Ibunda Ismail pun mengikuti Ibrahim dan mengatakan, „wahai Ibrahim, engkau mau ke mana? (kenapa) engkau meninggalkan kami di lembah sunyi dan tandus ini,‟ dia
mengatakannya berkali-kali tetapi Ibrahim tidak menoleh sedikitpun kepadanya. Dia bertanya, „apakah Allah memerintahkanmu?‟ Ibrahim berkata, „ya‟. Dia berkata,
„kalau begitu, dia tidak akan menyia-nyiakan kami.‟ Lalu dia kembali. Ibrahim terus berjalan hingga sampai di sebuah bukit, di tempat yang tidak terlihat oleh orang-orang. Ibrahim berdo‟a seraya mengangkat kedua tangnannya, „Ya Rabb, sesungguhnya aku telah menempatkan sebagian keturunanku di lembah yang tidak mempunyai tanam-tanaman di dekat rumah-Mu (Baitullah) yang dihormati,; sampai, „mereka bersyukur (QS. Ibrâhîm [14]: 37).
Kemudian ibunda Ismail mulai menyusui Ismail dan meminum air hingga ketika air di dalam kantong airnya habis, dia dan anaknya kehausan. Dia melihat anaknya menggeliat (kehausan). Dia pun pergi karena tidak tega melihatnya. Dia mendapati bukit terdekat dengan tempatnya yaitu bukit Shafa, maka dia (pergi ke sana) lalu berdiri menghadap ke lembah untuk melihat apakah ada orang, namun dia tidak melihat seorangpun. Kemudian dia turun dari Shafa hingga ketika sampai di lembah, dia mengangkat ujung pakaiannya kemudian berlari sebagaimana larinya orang yang sedang ditimpa kesulitan (mencari pertolongan) hingga melewati lembah. Kemudian dia tiba di Marwa dan berdiri di atasnya untuk melihat apakah ada orang, namun dia tidak melihat seorangpun. Dia melakukannya sebanyak tujuh kali.

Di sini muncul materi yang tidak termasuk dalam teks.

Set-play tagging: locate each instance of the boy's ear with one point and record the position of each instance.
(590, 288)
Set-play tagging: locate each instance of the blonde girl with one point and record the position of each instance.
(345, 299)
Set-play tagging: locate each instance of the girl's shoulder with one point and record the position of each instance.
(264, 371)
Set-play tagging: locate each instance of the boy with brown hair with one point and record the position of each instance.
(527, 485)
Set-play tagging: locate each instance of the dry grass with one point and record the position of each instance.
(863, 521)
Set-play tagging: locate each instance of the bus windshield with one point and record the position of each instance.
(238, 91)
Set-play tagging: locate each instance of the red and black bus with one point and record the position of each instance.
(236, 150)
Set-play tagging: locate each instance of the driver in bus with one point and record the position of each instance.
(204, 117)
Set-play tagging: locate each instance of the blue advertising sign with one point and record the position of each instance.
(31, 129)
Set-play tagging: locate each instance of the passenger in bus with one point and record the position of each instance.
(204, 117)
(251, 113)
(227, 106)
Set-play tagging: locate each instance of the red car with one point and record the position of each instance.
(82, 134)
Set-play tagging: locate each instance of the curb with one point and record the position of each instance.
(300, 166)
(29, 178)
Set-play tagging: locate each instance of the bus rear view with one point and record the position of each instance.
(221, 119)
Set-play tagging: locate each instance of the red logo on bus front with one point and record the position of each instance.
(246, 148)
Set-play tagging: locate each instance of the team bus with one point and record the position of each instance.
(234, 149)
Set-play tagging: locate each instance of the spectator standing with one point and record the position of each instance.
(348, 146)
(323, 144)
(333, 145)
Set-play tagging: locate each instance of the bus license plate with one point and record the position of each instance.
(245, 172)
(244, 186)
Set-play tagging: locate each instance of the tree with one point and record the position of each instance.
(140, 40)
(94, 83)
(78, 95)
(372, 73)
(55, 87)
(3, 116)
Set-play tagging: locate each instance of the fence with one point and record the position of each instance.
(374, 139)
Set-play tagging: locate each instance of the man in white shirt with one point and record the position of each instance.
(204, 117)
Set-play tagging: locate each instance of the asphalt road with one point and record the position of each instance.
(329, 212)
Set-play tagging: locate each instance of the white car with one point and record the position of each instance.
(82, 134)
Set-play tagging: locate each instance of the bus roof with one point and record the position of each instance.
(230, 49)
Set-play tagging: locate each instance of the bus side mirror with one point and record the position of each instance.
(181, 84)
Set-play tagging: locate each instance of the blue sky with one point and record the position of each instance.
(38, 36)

Ibnu Abbas mengatakan, “Nabi Muhammad SAW bersabda,
„itulah (awal mula) sa‟i antara keduanya yang dikerjakan orang-orang (saat ini).‟
Ketika hampir tiba di Marwa, ibunda Ismail mendengar suara, lalu berkata, „diamlah‟, maksudnya dia menyuruh dirinya diam. Kemudian dia menajamkan pendengarannya dan mendengarnya lagi, diapun berkata, „Engkau telah memperdengarkan (suaramu), apakah engkau memiliki sesuatu
yang dapat menolong kami?‟ ternyata ada malaikat berada di tempat Zamzam yang mencari (air) dengan tumitnya atau dengan sayapnya sampai keluar air, lantas ibunda Ismail segera mengumpulkannya dan melakukan (sesuatu) dengan tangannya seperti ini. Dia menciduk air dan memasukkan ke kantong air. Air itu memancar setelah diciduk.‟
Ibnu Abbas berkata, “Nabi SAW bersabda, „semoga Allah merahmati ibunda Ismail, seandainya dia membiarkan Zamzam atau tidak menciduk airnya, niscaya Zamzam akan menjadi sumber mata air yang mengalir.‟
“Kemudian ibunda Ismail minum lalu menyusui anaknya, malaikat berkata kepadanya, „jangan khawatir, kalian tidak akan celaka, karena di sini Baitullah akan dibangun oleh anak ini dan ayahnya. Allah tidak akan menyia-nyiakan kekasih- Nya.‟ Baitullah terletak di tempat yang tinggi seperti bukit, ketika datang aliran air, ia akan mengalir di sebelah kanan dan kirinya.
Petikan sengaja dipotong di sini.